WA Environment Minister Albert Jacob is facing the decision of whether to allow open slather gas fracking in the Kimberley — before any proper independent environmental assessments have been done. Recently, the Environmental Protection Authority refused to assess a major fracking project for the Kimberley proposed by Buru Energy and Mitsubishi. The EPA gave no good reason for its failure to assess.
Rather, as has become familiar, the agency palmed off its responsibilities to the Department of Mines and Petroleum — an agency as conflicted as its name suggests. There seems to be little chance the department — which has a mandate to facilitate the development of the mining industry — will do the work required to ensure Kimberley groundwater is protected, or that the legitimate concerns of local people are taken into account. The EPA, on the other hand, was set up precisely to provide objective, transparent, independent advice to ministers on environmental issues.
The projects in the Kimberley are likely to be massive — Buru’s project is the first step in a series likely to involve many thousands of wells and networks of pipelines and roads cutting through the landscape from the Fitzroy River to Broome’s Roebuck Bay, well into the Pilbara and almost to the Northern Territory border.

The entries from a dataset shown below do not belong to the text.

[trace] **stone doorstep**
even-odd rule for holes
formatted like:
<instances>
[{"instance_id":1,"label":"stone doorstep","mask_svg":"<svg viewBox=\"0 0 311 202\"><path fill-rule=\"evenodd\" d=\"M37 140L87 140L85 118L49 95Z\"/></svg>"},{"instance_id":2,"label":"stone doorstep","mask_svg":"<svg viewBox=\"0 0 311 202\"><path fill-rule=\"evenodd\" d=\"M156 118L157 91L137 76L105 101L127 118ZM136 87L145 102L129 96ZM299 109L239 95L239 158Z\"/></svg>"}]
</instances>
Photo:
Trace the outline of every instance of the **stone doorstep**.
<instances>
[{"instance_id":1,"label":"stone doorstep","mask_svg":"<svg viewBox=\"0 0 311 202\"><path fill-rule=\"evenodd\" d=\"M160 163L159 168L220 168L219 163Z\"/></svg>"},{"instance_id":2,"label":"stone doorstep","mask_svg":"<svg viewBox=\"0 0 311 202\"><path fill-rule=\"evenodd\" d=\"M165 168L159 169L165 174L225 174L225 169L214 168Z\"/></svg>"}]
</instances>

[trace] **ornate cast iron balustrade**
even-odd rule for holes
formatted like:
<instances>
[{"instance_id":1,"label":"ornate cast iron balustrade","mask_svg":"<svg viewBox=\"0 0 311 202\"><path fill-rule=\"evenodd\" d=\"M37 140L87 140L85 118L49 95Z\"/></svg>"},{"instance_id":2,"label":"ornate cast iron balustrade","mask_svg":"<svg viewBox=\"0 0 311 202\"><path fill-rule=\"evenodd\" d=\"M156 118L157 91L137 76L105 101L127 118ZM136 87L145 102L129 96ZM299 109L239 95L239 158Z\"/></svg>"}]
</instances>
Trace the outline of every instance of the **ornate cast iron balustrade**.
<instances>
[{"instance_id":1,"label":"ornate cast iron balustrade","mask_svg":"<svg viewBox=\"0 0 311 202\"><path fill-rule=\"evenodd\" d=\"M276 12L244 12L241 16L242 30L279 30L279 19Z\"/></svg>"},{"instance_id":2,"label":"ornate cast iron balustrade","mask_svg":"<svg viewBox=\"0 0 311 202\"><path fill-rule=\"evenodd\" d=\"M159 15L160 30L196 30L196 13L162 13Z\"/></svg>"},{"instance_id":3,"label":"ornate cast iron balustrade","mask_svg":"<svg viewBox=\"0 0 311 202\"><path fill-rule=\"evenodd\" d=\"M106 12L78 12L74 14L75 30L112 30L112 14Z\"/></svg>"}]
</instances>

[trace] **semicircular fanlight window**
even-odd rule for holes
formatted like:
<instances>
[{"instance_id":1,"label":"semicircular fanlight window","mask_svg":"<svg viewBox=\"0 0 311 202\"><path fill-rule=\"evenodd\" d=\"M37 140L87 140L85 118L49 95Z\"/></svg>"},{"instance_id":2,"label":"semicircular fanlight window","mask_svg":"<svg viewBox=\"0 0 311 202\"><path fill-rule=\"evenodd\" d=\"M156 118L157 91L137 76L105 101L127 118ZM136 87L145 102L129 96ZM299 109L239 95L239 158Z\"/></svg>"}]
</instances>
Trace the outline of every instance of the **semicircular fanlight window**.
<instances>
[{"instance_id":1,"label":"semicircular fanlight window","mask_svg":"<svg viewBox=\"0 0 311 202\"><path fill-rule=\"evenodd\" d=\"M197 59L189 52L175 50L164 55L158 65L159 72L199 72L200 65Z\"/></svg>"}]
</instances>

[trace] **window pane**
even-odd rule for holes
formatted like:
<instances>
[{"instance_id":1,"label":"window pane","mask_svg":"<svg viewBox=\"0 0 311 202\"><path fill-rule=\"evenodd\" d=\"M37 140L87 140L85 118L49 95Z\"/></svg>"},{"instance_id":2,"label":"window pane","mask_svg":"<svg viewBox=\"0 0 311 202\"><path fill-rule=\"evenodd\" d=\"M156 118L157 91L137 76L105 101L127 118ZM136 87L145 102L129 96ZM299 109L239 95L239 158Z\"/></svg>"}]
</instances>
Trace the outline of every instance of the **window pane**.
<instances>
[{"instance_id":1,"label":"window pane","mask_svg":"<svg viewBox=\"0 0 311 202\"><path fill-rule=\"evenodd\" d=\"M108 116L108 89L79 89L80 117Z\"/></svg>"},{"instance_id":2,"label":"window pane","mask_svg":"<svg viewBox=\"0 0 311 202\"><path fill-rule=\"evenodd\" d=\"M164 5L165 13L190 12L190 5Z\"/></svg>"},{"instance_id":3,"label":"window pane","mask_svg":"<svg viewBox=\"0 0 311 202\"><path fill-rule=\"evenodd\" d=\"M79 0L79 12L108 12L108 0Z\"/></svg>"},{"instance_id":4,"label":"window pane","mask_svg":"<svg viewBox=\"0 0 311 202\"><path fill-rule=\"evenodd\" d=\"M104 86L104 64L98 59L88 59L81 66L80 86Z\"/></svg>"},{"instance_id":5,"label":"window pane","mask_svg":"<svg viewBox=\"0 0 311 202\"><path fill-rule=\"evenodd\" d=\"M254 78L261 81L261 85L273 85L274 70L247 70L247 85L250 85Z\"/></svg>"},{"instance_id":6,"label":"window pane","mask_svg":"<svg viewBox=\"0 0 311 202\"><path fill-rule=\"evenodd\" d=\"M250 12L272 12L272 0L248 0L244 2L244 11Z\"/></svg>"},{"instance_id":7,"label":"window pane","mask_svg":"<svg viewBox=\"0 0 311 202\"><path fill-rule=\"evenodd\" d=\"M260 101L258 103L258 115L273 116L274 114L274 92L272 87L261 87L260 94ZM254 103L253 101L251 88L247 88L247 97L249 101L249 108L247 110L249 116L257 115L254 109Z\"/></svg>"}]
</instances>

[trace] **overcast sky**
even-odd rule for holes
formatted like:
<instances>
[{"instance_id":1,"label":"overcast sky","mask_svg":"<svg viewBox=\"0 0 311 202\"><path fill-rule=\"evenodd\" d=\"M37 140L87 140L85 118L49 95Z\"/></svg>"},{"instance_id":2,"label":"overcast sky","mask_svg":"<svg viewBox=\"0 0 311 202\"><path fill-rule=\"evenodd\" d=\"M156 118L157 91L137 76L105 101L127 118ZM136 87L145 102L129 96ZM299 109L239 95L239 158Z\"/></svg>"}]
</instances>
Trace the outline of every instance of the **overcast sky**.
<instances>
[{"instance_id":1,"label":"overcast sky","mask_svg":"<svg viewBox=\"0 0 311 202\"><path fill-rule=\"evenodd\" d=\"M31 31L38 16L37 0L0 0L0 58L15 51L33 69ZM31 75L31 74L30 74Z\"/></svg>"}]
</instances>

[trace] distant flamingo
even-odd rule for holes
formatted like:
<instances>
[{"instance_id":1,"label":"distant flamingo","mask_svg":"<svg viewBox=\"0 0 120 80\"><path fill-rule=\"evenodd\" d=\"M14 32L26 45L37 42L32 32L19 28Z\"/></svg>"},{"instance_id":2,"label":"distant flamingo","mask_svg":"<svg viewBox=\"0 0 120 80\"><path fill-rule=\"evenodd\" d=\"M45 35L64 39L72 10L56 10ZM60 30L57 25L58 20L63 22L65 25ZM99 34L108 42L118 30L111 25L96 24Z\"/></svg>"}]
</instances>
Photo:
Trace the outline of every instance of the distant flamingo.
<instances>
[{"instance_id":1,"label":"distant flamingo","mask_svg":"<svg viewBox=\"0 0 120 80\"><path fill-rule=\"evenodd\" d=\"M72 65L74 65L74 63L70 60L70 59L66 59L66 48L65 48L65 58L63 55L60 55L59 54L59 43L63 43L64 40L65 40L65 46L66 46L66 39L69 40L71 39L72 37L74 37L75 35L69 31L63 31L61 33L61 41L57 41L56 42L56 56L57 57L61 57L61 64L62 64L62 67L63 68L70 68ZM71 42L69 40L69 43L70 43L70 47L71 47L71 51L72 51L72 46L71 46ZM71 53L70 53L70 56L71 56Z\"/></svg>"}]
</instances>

The government seems to want to lock WA into that future without any transparent debate or independent assessment of environmental and health risks. It is vitally important that Mr Jacob uses his powers to send Buru and Mitsubishi’s project back to the EPA for assessment.
The government seems to want to lock WA into that future without any transparent debate or independent assessment of environmental and health risks
The Yawuru people are the holders of native title over the area Buru and Mitsubishi are targeting. The Yawuru recently wrote an excellent submission to the Government that outlines clearly the reasons Mr Jacob shouldn’t allow this project to go ahead. The Yawuru people oppose fracking on Yawuru country until they can be satisfied that it doesn’t pose a risk.
Even if the WA government wants a fracking future for the Kimberley, it must recognise that the WA public has the right to expect credible processes to be followed. The WA and federal governments know the public is deeply concerned about fracking. The practice has many vigorous opponents — including senior ministers of Tony Abbott’s coalition Government — and with good reason.
Fracking has a deeply fraught history in the US. Study after study has linked fracking with water contamination and other, often irreversible environmental consequences. The US EPA has been sufficiently concerned by the potential for damage to groundwater quality that it is conducting an extensive study into potential threats to water quality from shale and “tight gas” mining.
Meanwhile, a study by Duke University in the US recently showed groundwater methane pollution in sample shale gas fields is about 600 per cent above baseline, while a study by one of the world’s foremost authorities on fracking — Cornell University Professor of Engineering Anthony Ingraffea — showed well failure rates in Pennsylvania were about 6-7 per cent within the first year of operation, creating pathways for hydrocarbon to pollute groundwater. As steel rusts and cement corrodes, the risk of water pollution increases. WA needs to slow things down until the EPA has done independent, credible, transparent research into the risks — at a landscape scale — that fracking poses to the environment and to human health.
Such studies need to happen as a matter of urgency before we blindly give the go-ahead to an environmentally degraded future for one of our most cherished and iconic regions, the Kimberley.